Clemente and O’Hara chatted. During their conversation, O’Hara revealed to Clemente that he had been keeping up on him.

O’Hara knew that Clemente had graduated from Fordham Law School.

He also offered his former camper condolences over his mother’s passing.

‘Oh yeah, I was sorry to hear about your mother’s death,’ Clemente remembered.

‘It creeped me out and it pissed me off.

‘I called the FBI and I said, “I know where he is, wire me up”.’

On the night of Halloween in 1986, Clemente convinced O’Hara to meet with him by saying that he was the only person he could turn to for advice.

‘My heart was racing,’ Clemente recalled.

‘[The agents] came to my house to wire me up. They were late.

‘They gave me this sort of pep talk and instructions.

‘I can remember vividly, hearing my own footfalls as I was walking down the street … conscious of every single sound.

‘I can remember people in costumes walking across the street. It was so bizarre.

‘It felt like there was a billion-watt searchlight pointed at me.’

When Clemente arrived late, an agitated O’Hara ordered a beer and said: ‘You always were a wimp.’

O’Hara then began the conversation by saying: ‘This is about sex, right? It has to do with what happened between us?’

Clemente said he remembered feeling angry about O’Hara’s suggestion that the molestation ‘was something we decided to do together.’

Then, O’Hara, who was 43 at the time of the meeting, revealed the extent to which he was a pedophile.

O’Hara told Clemente that he had been abusing young boys since he was 19 years old.

He said that when he was 19, he asked to work the night shift at an orphanage in Queens so that he would have easy access to young boys.

‘He bragged about it,’ Clemente recalled.

‘He bragged about boys I knew at the camp, he literally went through the list - he had dates and times and places, first names.

‘All well beyond the statute of limitations, which was five years at the time.’

The conversation lasted three hours. Clemente had to eventually leave because the tape was winding down.

‘The detective met me and they took off the wire and I immediately ran to the bathroom and puked my guts out,’ he recalled.

Clemente would meet with O’Hara five more times before he was finally able to get evidence of crimes committed within the statute of limitations.

O’Hara had eagerly shown Clemente incriminating photographs, a couple of which Clemente managed to secretly stash away in his back pocket and take home.

Clemente is seen above at the 2018 Writers Guild Awards in Beverly Hills in February 2018

Clemente is seen above at the 2018 Writers Guild Awards in Beverly Hills in February 2018

It was a critical move because O’Hara threw away some 500 pictures after meeting Clemente.

If Clemente had not palmed the other photographs, it is doubtful there would have been evidence to convict him.

The next year, authorities arrested O’Hara, would eventually was sentenced to a year in prison for child pornography.

After the case, the FBI offered Clemente a job as an agent.

‘It really was the pivotal turning point in my life,’ Clemente recalled.

During his career as an agent, Clemente worked on child trafficking cases and white collar crime.

One of the people he convicted was Father Frank Stinner, the priest whom his brother confided in about O’Hara many years prior.

Clemente told the Post he plans to file a lawsuit in Manhattan Supreme Court on Monday against the Archdiocese of New York, which ran the youth camp where he was abused.

Last month, New York’s Child Victims Act went into effect.
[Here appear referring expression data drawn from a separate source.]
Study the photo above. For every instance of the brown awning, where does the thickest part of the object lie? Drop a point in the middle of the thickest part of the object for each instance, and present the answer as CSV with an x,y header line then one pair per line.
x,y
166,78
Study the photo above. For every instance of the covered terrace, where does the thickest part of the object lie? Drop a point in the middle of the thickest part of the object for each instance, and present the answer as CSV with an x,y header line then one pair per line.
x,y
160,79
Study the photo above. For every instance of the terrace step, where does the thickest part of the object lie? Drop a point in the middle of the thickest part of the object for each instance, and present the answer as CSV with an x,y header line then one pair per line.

It gives sex abuse survivors a one-year ‘look back window’ to file ‘ lawsuits for incidents that were past the statute of limitations.

More than 100 lawsuits were filed electronically with courts throughout New York State, most of them against local Catholic dioceses, immediately after the law took effect.
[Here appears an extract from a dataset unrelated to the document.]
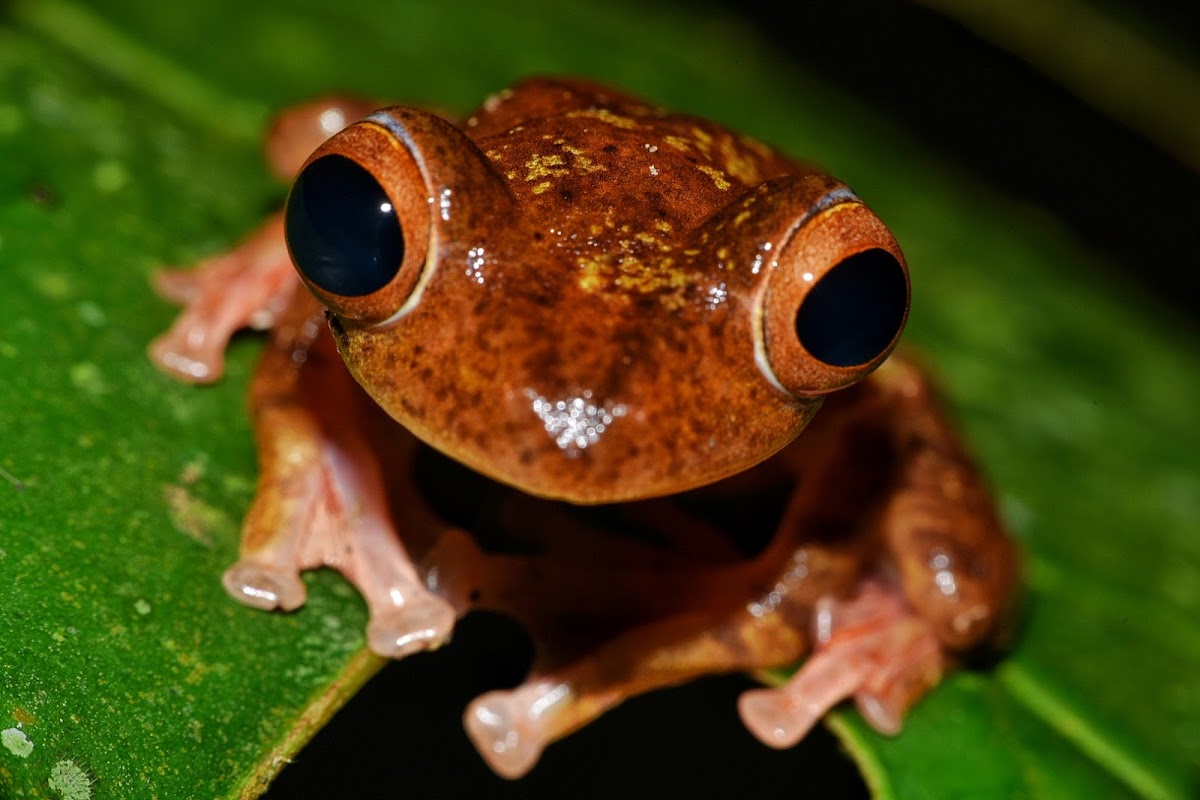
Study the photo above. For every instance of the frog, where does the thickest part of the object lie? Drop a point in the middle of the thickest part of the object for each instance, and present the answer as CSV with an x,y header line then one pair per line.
x,y
555,360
Clemente’s lawsuit is alleging that the archdiocese kept employing O’Hara even though it knew of allegations against him.
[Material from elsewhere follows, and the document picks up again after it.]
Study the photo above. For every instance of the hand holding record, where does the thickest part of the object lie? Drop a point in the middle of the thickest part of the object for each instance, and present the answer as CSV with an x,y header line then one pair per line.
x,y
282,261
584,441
O’Hara, who died in 2000, is believed to have victimized at least 200 young boys. The first allegations of wrongdoing against him were made in the 1960s in his hometown of Hewlett, Long Island.

Clemente wants other victims of O’Hara to step forward and ‘join us in demanding justice.’

‘I can tell you from experience, once I went forward and once I confronted him, that’s when I started to turn it around,’ he said.